The hero of the painting, Saint George, of the Christian faith and a Roman soldier by profession, is at home in Cappadocia – he was born and raised here. Tradition and religion know of George primarily as a martyr from the times of the Emperor Diocletian (ca. 303-304), and the common imagination inspired by the legend see him as a knight and defeater of the dragon, an embodiment of Satan. The “Golden Legend”, a collection of hagiographies, states that the fight with the dragon took place in Libya in the town of Silene. The town’s residents, afflicted by the venomous breath of the beast, would feed it with animals, and when they ran out, people would be sacrificed. Saint George freed the people of Silene from the bloodthirsty monster and saved the king’s daughter from imminent death. The victory over the dragon, which Saint George undertook in the name of Christ, encouraged the people to convert to Christianity. And the king did do make a church there of our Lady and of St. George, in the which yet sourdeth a fountain of living water, which healeth sick people that drink thereof states the Golden Legend. The fearless knight – a vanquisher of the foul-breathing beast – became a patron of people afflicted with plague, leprosy, and fever, as well as those suffering bites from poisonous snakes.
The legend of the knight and dragon-slayer was extraordinarily developed in Catalonia. The struggle with the beast was to have taken place in Montblanc near Tarragona. Saint George killed the dragon, and a rose bush with red flowers rose from the monster’s blood. One of the flowers was given to the saved girl. Saint George’s Day in this region of Spain has become a feast for lovers, with the rose a gift and symbol of love.
Ethnographic studies list countless entries about this saint. On Saint George’s Day water would gain healing qualities. In some regions of Russia people would roll around in the morning dew, in while in other parts a night bath would be seen as remedial – for instance, in Lithuania horses wold be led down to the river so that they would be healthy and strong during the work that had to be done in the fields in the early Spring.
The victory of Saint George over the monster is also the subject of a folk song noted nearby Kielce:
In Kraków by the road,
Sits a dragon in his abode.
He had eaten everybody,
With only a maiden remaining.
Yet she rose in the morning,
To give God glory and praise.
Saint George came to her.
“Saint George go away from me
As the dragon will eat you and me”
Comes down the dragon from above,
Saint George reached his arrows
And fired them directly at the throat,
After which the dragon croaked.
It is clear from the text that the holy knight fought the dragon in Kraków. It seems that Saint George, who was the patron of one of the churches built on the Wawel Hill, was adept at hunting down dragons and killing them in various parts of the world.

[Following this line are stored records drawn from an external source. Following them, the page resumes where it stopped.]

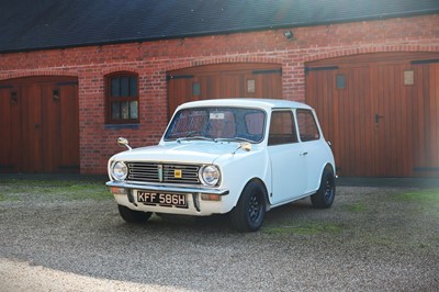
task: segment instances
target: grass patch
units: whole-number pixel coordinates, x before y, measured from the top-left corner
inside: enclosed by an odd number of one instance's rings
[[[348,205],[347,209],[349,211],[352,211],[352,212],[365,212],[365,211],[368,211],[368,206],[367,206],[365,203],[354,203],[354,204]]]
[[[59,180],[2,180],[0,201],[50,200],[106,200],[112,194],[104,182]]]
[[[262,228],[262,232],[275,235],[288,235],[288,234],[317,235],[322,233],[339,233],[341,231],[342,231],[341,225],[331,223],[306,223],[301,225]]]

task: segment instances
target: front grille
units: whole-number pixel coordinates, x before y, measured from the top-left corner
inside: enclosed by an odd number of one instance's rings
[[[127,162],[128,181],[201,184],[200,166],[156,162]]]

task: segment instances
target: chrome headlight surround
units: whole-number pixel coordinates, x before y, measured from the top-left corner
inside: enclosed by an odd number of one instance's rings
[[[214,187],[218,184],[221,179],[219,168],[216,166],[203,166],[199,172],[200,181],[204,186]]]
[[[111,166],[111,176],[119,181],[125,180],[128,176],[128,167],[123,161],[115,161]]]

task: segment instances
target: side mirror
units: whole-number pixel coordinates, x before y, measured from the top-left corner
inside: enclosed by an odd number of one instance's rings
[[[119,137],[119,138],[117,138],[117,145],[121,146],[121,147],[126,147],[126,148],[128,148],[128,150],[132,150],[132,149],[133,149],[133,148],[130,147],[130,145],[128,145],[128,139],[127,139],[127,138],[124,138],[124,137]]]

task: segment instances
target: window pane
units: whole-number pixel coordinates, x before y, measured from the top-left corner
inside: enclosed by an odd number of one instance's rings
[[[120,102],[111,103],[111,119],[121,119],[121,104]]]
[[[266,115],[260,112],[246,114],[246,127],[248,134],[262,136],[264,120]]]
[[[121,97],[130,97],[128,96],[128,81],[130,81],[130,77],[124,76],[121,77]]]
[[[317,124],[314,120],[314,115],[307,110],[297,110],[297,123],[299,132],[301,134],[301,141],[314,141],[319,139],[320,135],[318,133]]]
[[[120,88],[120,78],[112,78],[111,79],[111,96],[112,97],[120,97],[121,96],[121,88]]]
[[[130,77],[130,97],[137,97],[137,77]]]
[[[121,102],[122,119],[130,119],[130,103],[127,101]]]
[[[130,119],[138,119],[138,102],[130,102]]]
[[[271,114],[269,145],[296,143],[295,125],[291,111],[279,111]]]

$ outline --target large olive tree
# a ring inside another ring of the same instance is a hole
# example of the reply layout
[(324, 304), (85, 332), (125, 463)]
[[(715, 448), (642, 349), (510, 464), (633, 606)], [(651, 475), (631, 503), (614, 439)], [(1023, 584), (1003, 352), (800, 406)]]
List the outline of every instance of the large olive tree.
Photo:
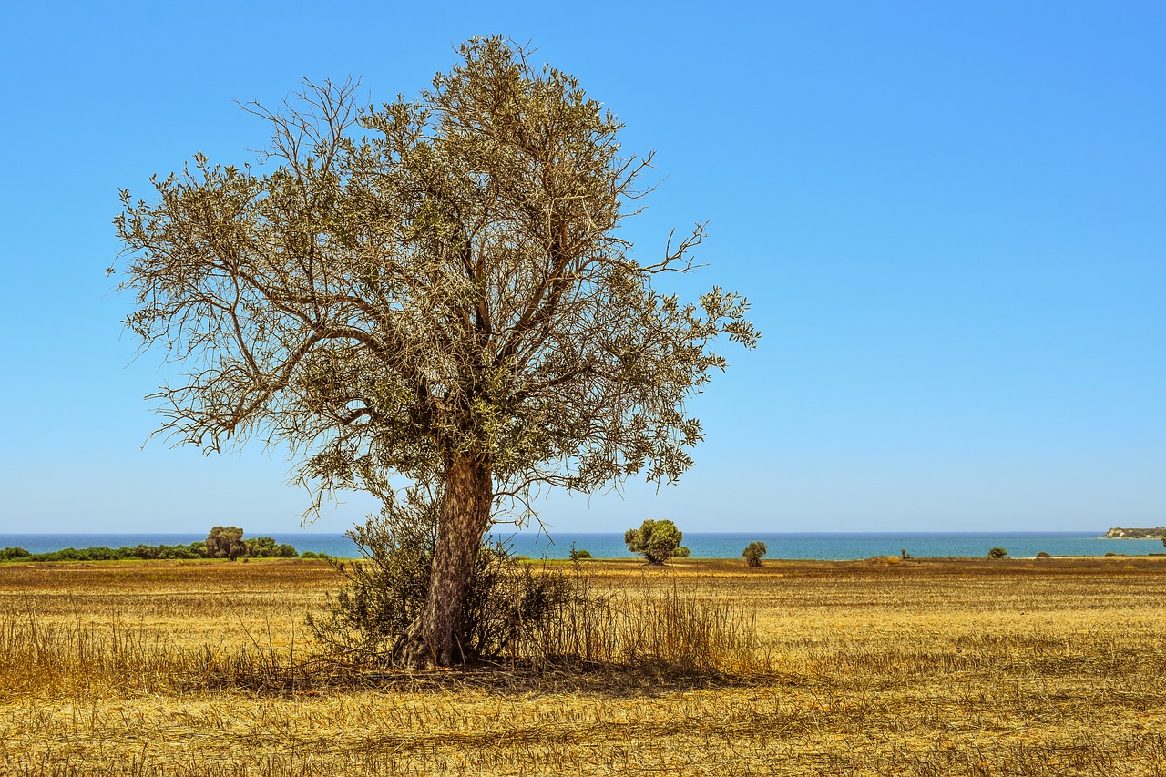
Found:
[(684, 400), (752, 346), (745, 300), (652, 286), (690, 268), (702, 230), (656, 261), (620, 236), (646, 159), (578, 82), (497, 37), (412, 102), (359, 108), (308, 84), (269, 121), (266, 164), (196, 155), (122, 191), (128, 327), (184, 363), (152, 397), (161, 432), (217, 450), (289, 446), (296, 478), (388, 496), (442, 491), (424, 612), (406, 658), (449, 664), (494, 505), (540, 485), (675, 480), (702, 436)]

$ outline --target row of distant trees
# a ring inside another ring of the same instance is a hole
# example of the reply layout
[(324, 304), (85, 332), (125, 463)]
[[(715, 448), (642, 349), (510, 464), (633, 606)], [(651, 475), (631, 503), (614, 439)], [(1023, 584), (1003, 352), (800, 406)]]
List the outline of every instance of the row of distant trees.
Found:
[[(676, 528), (676, 524), (670, 520), (645, 520), (639, 528), (628, 528), (624, 532), (624, 542), (627, 550), (647, 559), (648, 564), (663, 564), (668, 559), (687, 559), (693, 552), (681, 545), (684, 541), (684, 533)], [(740, 555), (749, 566), (761, 566), (761, 556), (768, 548), (765, 542), (750, 542)], [(571, 551), (571, 558), (576, 558), (578, 552)], [(588, 554), (590, 556), (590, 554)]]
[[(0, 561), (125, 561), (131, 559), (293, 559), (300, 555), (271, 537), (243, 538), (238, 526), (216, 526), (205, 540), (189, 545), (136, 545), (126, 547), (66, 547), (49, 553), (30, 553), (22, 547), (0, 551)], [(304, 554), (308, 555), (307, 553)], [(315, 556), (316, 554), (311, 554)]]

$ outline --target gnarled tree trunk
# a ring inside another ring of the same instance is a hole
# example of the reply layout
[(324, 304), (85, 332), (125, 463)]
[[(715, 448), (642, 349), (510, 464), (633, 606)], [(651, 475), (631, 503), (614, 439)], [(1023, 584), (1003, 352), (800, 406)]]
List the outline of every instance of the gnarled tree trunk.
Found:
[(396, 644), (398, 657), (413, 666), (449, 666), (469, 651), (462, 645), (465, 595), (482, 536), (493, 504), (490, 467), (472, 457), (455, 459), (445, 473), (437, 545), (426, 609)]

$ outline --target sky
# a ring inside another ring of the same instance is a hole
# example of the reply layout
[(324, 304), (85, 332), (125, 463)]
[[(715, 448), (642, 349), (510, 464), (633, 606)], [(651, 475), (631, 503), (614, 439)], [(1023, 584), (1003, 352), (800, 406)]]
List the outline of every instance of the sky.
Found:
[[(487, 7), (489, 6), (489, 7)], [(0, 533), (302, 527), (280, 450), (147, 439), (174, 365), (114, 289), (118, 189), (268, 140), (237, 102), (372, 103), (473, 35), (574, 74), (655, 152), (642, 260), (708, 222), (695, 299), (763, 340), (688, 404), (675, 485), (549, 495), (554, 531), (1104, 531), (1166, 524), (1166, 5), (13, 4), (0, 27)]]

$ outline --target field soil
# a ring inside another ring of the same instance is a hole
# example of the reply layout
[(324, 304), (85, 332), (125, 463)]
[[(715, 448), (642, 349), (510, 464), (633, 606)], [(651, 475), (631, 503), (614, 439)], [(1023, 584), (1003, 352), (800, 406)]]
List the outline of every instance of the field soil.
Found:
[(0, 774), (1166, 775), (1166, 558), (584, 566), (765, 660), (353, 678), (325, 562), (0, 564)]

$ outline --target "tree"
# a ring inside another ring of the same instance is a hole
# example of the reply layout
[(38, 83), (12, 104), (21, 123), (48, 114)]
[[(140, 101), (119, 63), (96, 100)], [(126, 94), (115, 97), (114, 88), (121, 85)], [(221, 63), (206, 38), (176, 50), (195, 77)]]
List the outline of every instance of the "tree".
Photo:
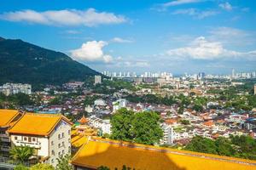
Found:
[(201, 136), (194, 137), (191, 142), (186, 145), (185, 150), (202, 153), (218, 154), (214, 141)]
[(183, 105), (181, 105), (177, 110), (177, 113), (182, 115), (184, 112), (184, 106)]
[(122, 108), (113, 116), (110, 120), (112, 134), (111, 138), (118, 140), (131, 141), (132, 133), (131, 121), (134, 118), (134, 112)]
[(203, 110), (203, 107), (200, 105), (195, 105), (193, 109), (196, 111), (202, 111)]
[(180, 122), (183, 125), (189, 125), (190, 124), (189, 121), (189, 120), (181, 120)]
[(126, 109), (119, 110), (111, 119), (111, 139), (154, 144), (163, 136), (160, 127), (160, 117), (156, 112), (134, 113)]
[(58, 158), (58, 164), (56, 166), (55, 170), (72, 170), (73, 167), (69, 164), (69, 161), (71, 159), (70, 155), (66, 155), (61, 158)]
[(14, 146), (9, 153), (10, 156), (20, 163), (24, 163), (33, 155), (34, 149), (28, 146)]
[(106, 166), (101, 166), (97, 168), (97, 170), (110, 170), (110, 168)]
[(54, 167), (46, 163), (38, 163), (30, 167), (30, 170), (55, 170)]
[(29, 168), (20, 164), (16, 166), (14, 170), (29, 170)]
[(232, 147), (231, 142), (224, 137), (218, 137), (215, 140), (218, 154), (220, 156), (235, 156), (236, 150)]
[(131, 132), (136, 143), (154, 144), (163, 137), (160, 126), (160, 116), (153, 111), (143, 111), (135, 114), (131, 122)]

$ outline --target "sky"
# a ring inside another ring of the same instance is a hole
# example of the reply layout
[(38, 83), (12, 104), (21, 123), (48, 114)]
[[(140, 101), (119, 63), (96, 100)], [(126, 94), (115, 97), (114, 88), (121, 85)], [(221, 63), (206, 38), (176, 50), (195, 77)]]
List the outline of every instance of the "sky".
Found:
[(1, 0), (0, 37), (99, 71), (253, 71), (256, 1)]

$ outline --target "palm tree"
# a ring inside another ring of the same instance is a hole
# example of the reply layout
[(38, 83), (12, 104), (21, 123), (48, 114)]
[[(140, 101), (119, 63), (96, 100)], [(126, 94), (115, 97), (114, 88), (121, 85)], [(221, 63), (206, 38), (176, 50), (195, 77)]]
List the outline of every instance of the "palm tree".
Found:
[(33, 155), (34, 149), (28, 146), (14, 146), (9, 153), (14, 160), (24, 163)]

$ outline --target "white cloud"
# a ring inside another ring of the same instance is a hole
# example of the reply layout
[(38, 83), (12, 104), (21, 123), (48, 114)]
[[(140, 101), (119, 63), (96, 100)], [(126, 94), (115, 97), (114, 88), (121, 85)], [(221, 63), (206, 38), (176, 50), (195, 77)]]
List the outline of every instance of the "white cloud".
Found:
[(190, 16), (195, 16), (197, 19), (204, 19), (208, 16), (216, 15), (218, 14), (217, 11), (213, 10), (206, 10), (206, 11), (200, 11), (196, 8), (183, 8), (183, 9), (177, 9), (172, 13), (172, 14), (187, 14)]
[(26, 9), (3, 13), (0, 15), (0, 19), (14, 22), (86, 26), (119, 24), (126, 21), (126, 19), (122, 15), (116, 15), (107, 12), (97, 12), (95, 8), (89, 8), (87, 10), (48, 10), (44, 12)]
[(113, 37), (110, 40), (110, 42), (118, 42), (118, 43), (131, 43), (132, 40), (130, 39), (123, 39), (120, 37)]
[(177, 5), (182, 5), (182, 4), (187, 4), (187, 3), (200, 3), (202, 2), (202, 0), (176, 0), (176, 1), (171, 1), (166, 3), (163, 3), (162, 5), (164, 7), (172, 7), (172, 6), (177, 6)]
[(201, 3), (204, 1), (208, 1), (208, 0), (174, 0), (174, 1), (170, 1), (168, 3), (156, 4), (153, 8), (151, 8), (151, 9), (158, 11), (158, 12), (163, 12), (163, 11), (166, 11), (166, 9), (169, 7), (183, 5), (183, 4), (195, 3)]
[(218, 5), (221, 8), (227, 10), (227, 11), (231, 11), (233, 9), (233, 7), (230, 3), (229, 3), (228, 2), (224, 3), (220, 3)]
[(76, 30), (67, 30), (67, 31), (64, 31), (64, 33), (67, 33), (67, 34), (80, 34), (81, 31), (76, 31)]
[(226, 49), (219, 42), (209, 42), (204, 37), (195, 38), (188, 47), (170, 49), (168, 56), (195, 60), (243, 59), (256, 60), (256, 51), (237, 52)]
[(209, 31), (209, 38), (218, 41), (228, 46), (253, 46), (255, 44), (256, 34), (254, 31), (247, 31), (231, 27), (215, 27)]
[(71, 51), (72, 57), (79, 61), (110, 63), (113, 60), (111, 55), (104, 54), (102, 48), (108, 45), (103, 41), (91, 41), (82, 44), (82, 47)]

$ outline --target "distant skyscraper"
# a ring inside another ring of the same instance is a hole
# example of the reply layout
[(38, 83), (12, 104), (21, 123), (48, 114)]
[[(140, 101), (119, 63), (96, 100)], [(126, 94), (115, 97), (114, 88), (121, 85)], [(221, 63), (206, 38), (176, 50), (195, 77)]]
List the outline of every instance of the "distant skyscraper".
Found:
[(200, 72), (199, 74), (198, 74), (198, 77), (200, 78), (200, 79), (202, 79), (202, 78), (204, 78), (206, 76), (206, 73), (204, 73), (204, 72)]
[(100, 84), (102, 83), (102, 76), (94, 76), (94, 84)]
[(232, 78), (234, 78), (236, 76), (235, 69), (232, 69)]

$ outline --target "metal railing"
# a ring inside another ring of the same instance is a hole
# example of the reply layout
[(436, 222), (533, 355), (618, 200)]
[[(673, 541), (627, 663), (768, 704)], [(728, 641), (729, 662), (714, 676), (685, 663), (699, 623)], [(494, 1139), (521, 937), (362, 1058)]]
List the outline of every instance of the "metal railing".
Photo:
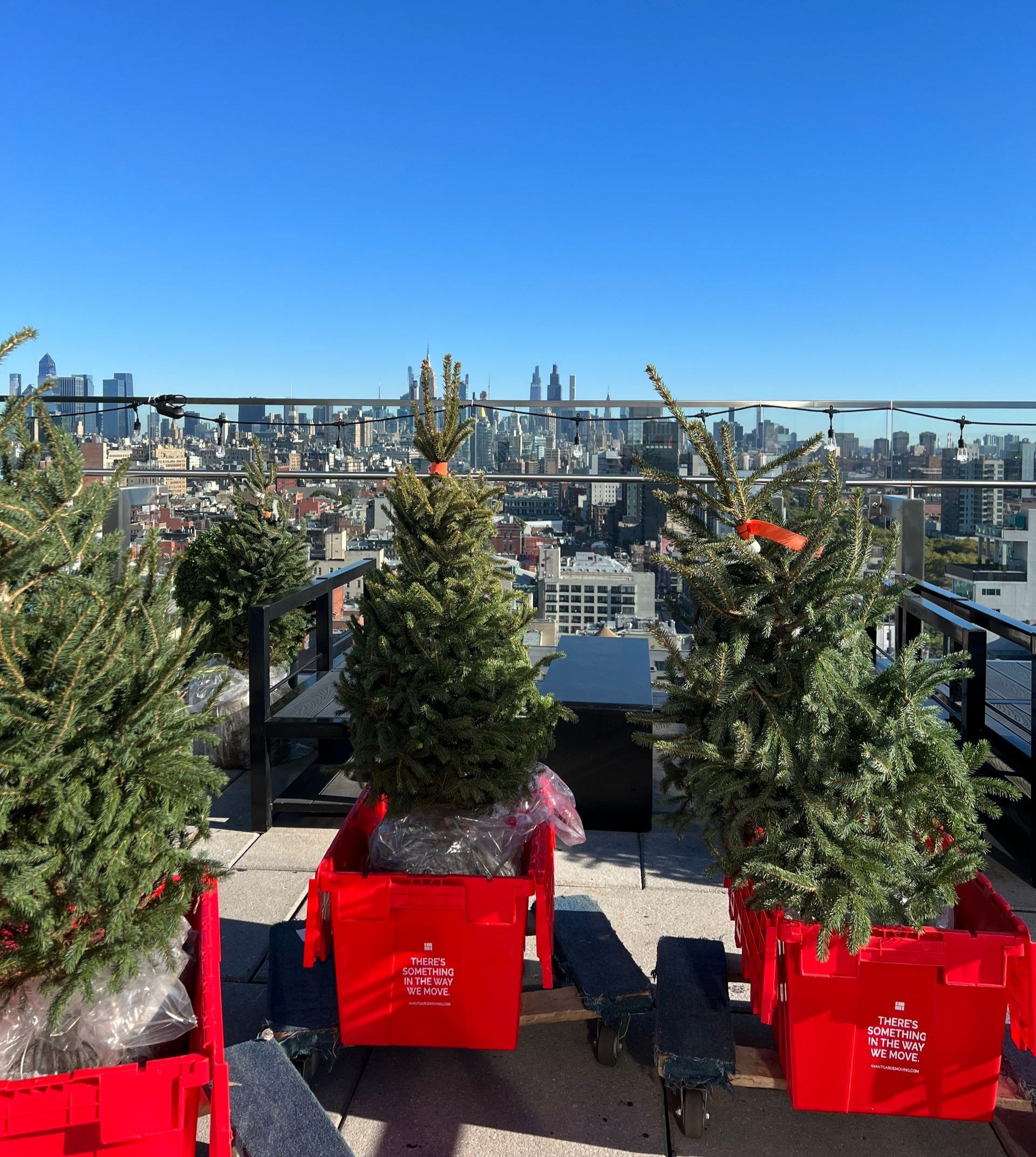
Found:
[[(935, 699), (960, 727), (961, 738), (985, 739), (992, 771), (1022, 789), (1021, 803), (1008, 806), (1006, 815), (1021, 835), (1036, 880), (1036, 626), (933, 583), (916, 582), (897, 610), (897, 649), (916, 639), (923, 625), (942, 634), (945, 649), (968, 653), (971, 678), (941, 687)], [(1016, 657), (991, 654), (990, 635), (1019, 648)]]
[[(289, 611), (315, 605), (316, 618), (311, 635), (314, 644), (303, 650), (281, 683), (297, 680), (300, 675), (319, 680), (329, 675), (351, 642), (344, 634), (337, 642), (333, 633), (333, 595), (348, 583), (374, 570), (373, 559), (362, 559), (322, 578), (314, 578), (306, 587), (282, 595), (270, 603), (260, 603), (248, 612), (248, 672), (249, 672), (249, 753), (251, 775), (252, 831), (265, 832), (273, 823), (274, 812), (306, 811), (344, 815), (341, 801), (315, 801), (324, 787), (318, 765), (331, 758), (344, 760), (348, 744), (346, 725), (328, 716), (299, 716), (273, 714), (270, 683), (270, 627)], [(278, 684), (280, 685), (280, 684)], [(273, 797), (270, 745), (273, 739), (316, 739), (317, 751), (310, 762), (292, 783)], [(347, 811), (347, 808), (345, 809)]]

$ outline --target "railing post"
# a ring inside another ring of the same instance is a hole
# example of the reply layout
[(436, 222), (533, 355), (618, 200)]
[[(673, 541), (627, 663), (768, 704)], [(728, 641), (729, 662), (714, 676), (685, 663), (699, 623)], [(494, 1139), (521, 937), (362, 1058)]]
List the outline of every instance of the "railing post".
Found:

Nowadays it is known from oral tradition that Saint George is patron of the ill, and it is of no surprise that he was chosen to be the patron of one of Poland’s oldest spa towns, Lądek Zdrój. The first thermal springs found here carry the name of Saint George and are housed in a building belonging to the “Old George” establishment. The water has outstanding medicinal qualities and has been used for hundreds of years. The oldest mentions of the valuable spring date from the 13th century, with a remedial centre based there since the 15th century. It seems that Saint George has not just been healing people in Lądek. Unused water from the springs would be piped through to a special pond which is used to bathe horses, who would be treated for “stiff thighs, swelling of fetlocks, lumps, cuts, and even equine eye disease.”